Holidays can seem like the perfect opportunity to work on a burning idea that I have, and occasionally I’ve taken an opportunity away from my day job to try and bring a new concept into reality. But this approach doesn't always result in the rest my mind and body really need.
When I’m enjoying a new project in this way it’s intoxicating. But I find that it’s really easy to just carry on without a break. This inevitably leads me to grow tired, which lets self doubt creep in. If I'm really exhausted, I begin to question my ability to finish or make something a success.
Doesn’t sound like much of a holiday does it?
Saving myself from burn-out
In order to maintain myself I’ve found that what I really need is to give my brain and my body a decent break every three months. This means breaking from both professional and personal projects.
As I’ve got to know myself better as an adult, I’ve realised that these breaks sustain me. They are my chance to hit the reset button, to talk for hours with friends and family with no agenda, to sleep for as long as I want to, to run for as long as I want to, to journal, to pick up a work of fiction instead of a business book, to get out of London and not face a tube ride. Essentially, freeing my mind and body from the schedules I have in my work life.
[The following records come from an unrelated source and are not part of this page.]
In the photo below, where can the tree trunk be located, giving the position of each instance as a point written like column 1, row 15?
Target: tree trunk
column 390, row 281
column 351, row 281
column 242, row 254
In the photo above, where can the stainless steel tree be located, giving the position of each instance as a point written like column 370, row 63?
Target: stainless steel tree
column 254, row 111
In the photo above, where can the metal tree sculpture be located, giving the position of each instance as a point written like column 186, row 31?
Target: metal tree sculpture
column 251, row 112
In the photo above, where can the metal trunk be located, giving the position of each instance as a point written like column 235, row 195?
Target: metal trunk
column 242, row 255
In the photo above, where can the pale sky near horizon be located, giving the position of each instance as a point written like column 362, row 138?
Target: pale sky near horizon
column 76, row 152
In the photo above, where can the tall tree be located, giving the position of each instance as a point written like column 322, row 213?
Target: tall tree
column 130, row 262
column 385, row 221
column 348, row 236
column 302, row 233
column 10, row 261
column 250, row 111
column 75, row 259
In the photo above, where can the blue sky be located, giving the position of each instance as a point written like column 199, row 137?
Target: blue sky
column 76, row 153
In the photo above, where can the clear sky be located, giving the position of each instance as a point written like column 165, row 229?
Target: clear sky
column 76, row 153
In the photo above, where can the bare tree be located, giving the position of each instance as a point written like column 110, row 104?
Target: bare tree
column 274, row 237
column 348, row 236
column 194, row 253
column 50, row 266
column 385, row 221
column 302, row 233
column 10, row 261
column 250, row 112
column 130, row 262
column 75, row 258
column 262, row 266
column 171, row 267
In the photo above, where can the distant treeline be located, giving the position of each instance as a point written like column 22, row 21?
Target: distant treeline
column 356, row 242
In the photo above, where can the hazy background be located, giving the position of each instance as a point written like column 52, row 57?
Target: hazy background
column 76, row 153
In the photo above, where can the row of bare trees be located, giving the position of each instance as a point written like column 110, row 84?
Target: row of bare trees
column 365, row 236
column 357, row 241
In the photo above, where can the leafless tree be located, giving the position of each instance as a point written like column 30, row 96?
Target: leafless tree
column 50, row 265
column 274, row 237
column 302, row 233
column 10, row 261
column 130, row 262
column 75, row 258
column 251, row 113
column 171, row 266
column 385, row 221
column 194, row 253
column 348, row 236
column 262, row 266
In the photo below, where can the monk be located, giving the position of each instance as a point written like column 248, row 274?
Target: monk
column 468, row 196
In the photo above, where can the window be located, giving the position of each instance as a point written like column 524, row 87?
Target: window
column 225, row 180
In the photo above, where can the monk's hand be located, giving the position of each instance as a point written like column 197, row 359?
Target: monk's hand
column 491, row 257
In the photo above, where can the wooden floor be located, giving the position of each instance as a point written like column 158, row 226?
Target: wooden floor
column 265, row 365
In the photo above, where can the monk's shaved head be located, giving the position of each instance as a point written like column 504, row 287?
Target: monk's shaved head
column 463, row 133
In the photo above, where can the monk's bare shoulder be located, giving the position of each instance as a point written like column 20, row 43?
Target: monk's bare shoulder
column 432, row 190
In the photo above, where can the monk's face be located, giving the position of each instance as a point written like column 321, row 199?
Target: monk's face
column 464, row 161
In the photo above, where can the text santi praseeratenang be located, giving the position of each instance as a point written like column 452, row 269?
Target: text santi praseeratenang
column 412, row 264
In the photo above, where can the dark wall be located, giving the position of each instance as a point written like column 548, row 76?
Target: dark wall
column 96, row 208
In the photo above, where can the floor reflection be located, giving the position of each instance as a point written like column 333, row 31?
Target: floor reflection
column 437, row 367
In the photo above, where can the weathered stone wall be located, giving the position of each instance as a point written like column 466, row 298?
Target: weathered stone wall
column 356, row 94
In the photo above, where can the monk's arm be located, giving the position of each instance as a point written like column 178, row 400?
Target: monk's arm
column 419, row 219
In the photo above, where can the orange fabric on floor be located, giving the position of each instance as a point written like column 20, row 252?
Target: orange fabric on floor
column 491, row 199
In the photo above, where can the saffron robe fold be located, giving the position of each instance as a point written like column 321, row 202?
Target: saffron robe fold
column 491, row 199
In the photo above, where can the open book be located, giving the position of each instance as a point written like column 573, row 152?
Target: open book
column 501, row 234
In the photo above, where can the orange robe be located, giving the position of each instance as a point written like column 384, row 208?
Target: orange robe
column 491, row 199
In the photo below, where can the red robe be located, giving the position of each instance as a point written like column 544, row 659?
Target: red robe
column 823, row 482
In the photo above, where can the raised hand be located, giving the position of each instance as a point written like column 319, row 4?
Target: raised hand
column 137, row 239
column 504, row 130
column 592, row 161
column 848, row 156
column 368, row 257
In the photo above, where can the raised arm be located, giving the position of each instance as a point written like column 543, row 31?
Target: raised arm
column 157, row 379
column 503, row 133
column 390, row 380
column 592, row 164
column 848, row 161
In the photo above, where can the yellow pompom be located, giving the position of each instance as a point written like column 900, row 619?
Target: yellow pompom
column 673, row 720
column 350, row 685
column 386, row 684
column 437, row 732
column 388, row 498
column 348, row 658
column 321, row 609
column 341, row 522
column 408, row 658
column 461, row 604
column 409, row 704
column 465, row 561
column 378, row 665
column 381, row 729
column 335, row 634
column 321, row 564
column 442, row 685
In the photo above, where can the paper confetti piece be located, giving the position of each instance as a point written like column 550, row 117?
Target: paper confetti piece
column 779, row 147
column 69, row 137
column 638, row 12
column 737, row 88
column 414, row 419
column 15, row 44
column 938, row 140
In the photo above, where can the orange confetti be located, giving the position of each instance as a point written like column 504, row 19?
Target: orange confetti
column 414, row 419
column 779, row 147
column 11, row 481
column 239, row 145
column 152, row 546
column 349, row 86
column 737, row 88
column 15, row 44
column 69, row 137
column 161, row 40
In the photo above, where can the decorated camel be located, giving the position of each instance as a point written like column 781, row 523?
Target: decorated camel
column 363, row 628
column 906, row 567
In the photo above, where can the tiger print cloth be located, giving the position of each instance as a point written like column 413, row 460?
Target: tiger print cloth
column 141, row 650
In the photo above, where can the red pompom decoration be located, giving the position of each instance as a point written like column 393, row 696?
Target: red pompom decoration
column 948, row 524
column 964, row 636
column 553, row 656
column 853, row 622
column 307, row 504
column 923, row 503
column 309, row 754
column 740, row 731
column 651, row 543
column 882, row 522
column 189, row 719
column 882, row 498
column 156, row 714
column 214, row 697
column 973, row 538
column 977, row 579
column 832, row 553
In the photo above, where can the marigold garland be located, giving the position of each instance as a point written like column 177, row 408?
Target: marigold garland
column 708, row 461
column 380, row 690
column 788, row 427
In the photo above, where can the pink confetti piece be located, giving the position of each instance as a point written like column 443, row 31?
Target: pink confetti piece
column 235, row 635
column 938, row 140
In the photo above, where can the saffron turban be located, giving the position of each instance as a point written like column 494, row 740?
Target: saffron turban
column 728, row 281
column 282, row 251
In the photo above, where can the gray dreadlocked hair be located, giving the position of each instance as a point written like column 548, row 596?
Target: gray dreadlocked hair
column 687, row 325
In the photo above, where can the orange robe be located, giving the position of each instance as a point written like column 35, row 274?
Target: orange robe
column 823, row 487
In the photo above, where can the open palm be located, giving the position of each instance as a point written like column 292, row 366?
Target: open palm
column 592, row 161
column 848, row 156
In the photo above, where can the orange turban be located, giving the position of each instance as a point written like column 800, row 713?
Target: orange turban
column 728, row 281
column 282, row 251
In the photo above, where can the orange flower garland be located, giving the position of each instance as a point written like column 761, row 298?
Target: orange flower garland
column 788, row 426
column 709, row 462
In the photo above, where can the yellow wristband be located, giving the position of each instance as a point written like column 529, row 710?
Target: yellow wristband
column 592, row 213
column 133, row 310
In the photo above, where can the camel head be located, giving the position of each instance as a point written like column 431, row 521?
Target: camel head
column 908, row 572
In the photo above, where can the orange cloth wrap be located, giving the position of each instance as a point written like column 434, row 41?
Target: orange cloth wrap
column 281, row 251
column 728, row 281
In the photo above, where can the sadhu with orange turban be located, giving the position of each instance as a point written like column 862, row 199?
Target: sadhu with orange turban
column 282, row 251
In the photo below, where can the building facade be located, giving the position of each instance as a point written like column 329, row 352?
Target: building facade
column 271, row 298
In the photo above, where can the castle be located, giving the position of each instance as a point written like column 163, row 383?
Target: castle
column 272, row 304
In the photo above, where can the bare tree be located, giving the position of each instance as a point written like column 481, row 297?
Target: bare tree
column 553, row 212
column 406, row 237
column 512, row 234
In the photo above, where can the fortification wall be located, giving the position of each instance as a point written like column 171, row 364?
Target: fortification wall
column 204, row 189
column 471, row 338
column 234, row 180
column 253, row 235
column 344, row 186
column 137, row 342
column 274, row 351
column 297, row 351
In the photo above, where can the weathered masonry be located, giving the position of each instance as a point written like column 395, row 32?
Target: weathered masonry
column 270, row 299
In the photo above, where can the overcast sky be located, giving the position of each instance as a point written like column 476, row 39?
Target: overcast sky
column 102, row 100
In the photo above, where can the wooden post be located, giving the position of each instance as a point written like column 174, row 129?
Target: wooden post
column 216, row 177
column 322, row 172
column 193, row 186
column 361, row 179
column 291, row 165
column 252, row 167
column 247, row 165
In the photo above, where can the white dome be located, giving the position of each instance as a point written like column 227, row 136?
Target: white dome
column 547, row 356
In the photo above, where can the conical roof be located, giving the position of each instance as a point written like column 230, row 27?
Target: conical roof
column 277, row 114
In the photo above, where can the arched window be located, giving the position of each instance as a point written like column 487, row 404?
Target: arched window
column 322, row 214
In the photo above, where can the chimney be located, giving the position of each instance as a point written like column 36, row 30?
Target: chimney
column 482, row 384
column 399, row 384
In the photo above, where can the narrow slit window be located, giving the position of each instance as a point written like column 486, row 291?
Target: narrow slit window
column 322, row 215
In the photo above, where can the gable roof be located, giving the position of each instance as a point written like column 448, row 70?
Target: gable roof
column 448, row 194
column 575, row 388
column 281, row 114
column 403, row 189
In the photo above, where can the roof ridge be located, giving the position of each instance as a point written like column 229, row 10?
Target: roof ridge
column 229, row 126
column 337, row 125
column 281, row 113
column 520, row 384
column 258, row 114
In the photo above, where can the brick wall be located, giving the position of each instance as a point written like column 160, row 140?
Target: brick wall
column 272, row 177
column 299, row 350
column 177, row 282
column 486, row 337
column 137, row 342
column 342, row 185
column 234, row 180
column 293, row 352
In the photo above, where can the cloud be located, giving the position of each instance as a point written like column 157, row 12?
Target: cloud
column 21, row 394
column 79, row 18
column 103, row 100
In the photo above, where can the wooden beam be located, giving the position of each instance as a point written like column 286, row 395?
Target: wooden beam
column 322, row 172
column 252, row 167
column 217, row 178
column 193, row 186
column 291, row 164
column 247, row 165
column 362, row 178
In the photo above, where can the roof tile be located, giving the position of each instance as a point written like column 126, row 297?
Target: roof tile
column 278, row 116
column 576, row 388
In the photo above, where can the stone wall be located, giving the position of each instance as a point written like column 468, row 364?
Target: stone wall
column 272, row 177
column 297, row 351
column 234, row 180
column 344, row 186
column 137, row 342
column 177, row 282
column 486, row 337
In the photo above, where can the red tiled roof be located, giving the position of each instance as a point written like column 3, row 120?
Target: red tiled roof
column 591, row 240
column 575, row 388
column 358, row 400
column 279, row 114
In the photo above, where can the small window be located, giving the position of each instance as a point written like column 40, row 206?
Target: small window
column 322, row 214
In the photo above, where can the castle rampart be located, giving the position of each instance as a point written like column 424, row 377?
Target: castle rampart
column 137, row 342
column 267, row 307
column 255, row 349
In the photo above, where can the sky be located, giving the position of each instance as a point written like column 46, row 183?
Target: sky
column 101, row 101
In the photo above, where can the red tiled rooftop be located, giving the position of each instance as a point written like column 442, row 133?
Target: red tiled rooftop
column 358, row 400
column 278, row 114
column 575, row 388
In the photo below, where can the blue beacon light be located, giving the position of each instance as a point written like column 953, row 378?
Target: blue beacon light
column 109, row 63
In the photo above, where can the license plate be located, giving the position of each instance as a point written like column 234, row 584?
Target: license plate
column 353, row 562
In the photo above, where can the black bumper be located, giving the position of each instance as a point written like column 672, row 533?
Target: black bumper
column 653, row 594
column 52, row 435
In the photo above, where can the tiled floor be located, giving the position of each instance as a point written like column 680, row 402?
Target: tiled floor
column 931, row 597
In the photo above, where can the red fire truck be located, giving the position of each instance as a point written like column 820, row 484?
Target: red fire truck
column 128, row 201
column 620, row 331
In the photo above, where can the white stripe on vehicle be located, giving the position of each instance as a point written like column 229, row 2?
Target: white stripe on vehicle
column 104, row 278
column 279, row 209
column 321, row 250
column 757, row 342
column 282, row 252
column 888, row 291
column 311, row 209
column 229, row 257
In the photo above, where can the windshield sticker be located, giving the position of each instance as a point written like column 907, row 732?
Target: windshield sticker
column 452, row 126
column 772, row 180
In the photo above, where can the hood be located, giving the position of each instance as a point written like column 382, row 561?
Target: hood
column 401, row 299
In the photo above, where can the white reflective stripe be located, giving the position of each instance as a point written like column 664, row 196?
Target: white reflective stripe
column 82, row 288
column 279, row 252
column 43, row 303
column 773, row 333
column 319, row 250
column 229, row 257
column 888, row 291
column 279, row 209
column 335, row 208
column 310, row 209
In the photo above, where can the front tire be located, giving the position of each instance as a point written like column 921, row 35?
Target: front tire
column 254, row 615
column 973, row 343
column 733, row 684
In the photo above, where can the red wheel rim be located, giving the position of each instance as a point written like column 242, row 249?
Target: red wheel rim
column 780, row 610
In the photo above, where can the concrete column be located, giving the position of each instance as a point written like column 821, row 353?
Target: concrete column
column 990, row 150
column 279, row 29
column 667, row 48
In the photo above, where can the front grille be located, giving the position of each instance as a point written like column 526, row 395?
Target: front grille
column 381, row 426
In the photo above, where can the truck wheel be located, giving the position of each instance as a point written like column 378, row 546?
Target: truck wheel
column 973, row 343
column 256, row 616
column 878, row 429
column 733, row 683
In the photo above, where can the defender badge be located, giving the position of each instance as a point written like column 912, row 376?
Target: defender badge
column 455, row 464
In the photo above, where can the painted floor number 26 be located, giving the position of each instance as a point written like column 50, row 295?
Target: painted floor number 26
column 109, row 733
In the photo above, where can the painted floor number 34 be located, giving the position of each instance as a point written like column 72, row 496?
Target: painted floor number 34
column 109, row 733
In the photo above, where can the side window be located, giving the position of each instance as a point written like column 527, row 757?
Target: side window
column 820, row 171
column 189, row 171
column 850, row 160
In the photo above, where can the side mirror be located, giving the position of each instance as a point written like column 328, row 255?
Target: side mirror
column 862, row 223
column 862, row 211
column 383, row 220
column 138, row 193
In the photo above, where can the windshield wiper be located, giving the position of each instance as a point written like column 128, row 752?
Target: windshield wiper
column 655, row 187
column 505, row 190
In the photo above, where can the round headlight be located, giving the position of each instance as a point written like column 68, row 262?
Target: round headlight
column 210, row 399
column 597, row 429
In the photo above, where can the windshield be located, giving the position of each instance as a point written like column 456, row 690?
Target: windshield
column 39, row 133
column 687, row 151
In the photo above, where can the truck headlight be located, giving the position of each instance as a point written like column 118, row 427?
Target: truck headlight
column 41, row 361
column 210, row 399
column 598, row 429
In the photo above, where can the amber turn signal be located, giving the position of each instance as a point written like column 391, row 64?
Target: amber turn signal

I know this sounds really basic, but I genuinely enjoy my work as a designer. But I know that if I don’t take opportunities to switch off, I’ll burn out – and I don’t want that.
Reseting my creativity
Breaks fill up my creative cup because they help me reconnect with people and ideas I wouldn’t have had the opportunity to otherwise. New destinations and different languages give me the sense of adventure I need in my life. Different food and approaches to life help me see things differently. Being around different cultures makes me wonder about where else in the world I’d like to live one day, and how I could make that a reality.
These are all feelings that leave me with a sense of excitement about the future, about the possibilities. If I had my head stuck in a new project the whole time I wouldn’t get that.
Where shall I rest next?
I’m not saying that taking time out to pursue personal projects is bad. Not at all. I have many projects and future ideas. What I’m saying is that to keep momentum, to keep feeling inspired, to maintain the high standards I expect from myself, I need to have a rest.
This year I’ve been lucky enough to visit Copenhagen, Rome, Israel, Scotland and Jersey. Where are you going to hit reset and recharge your creative batteries?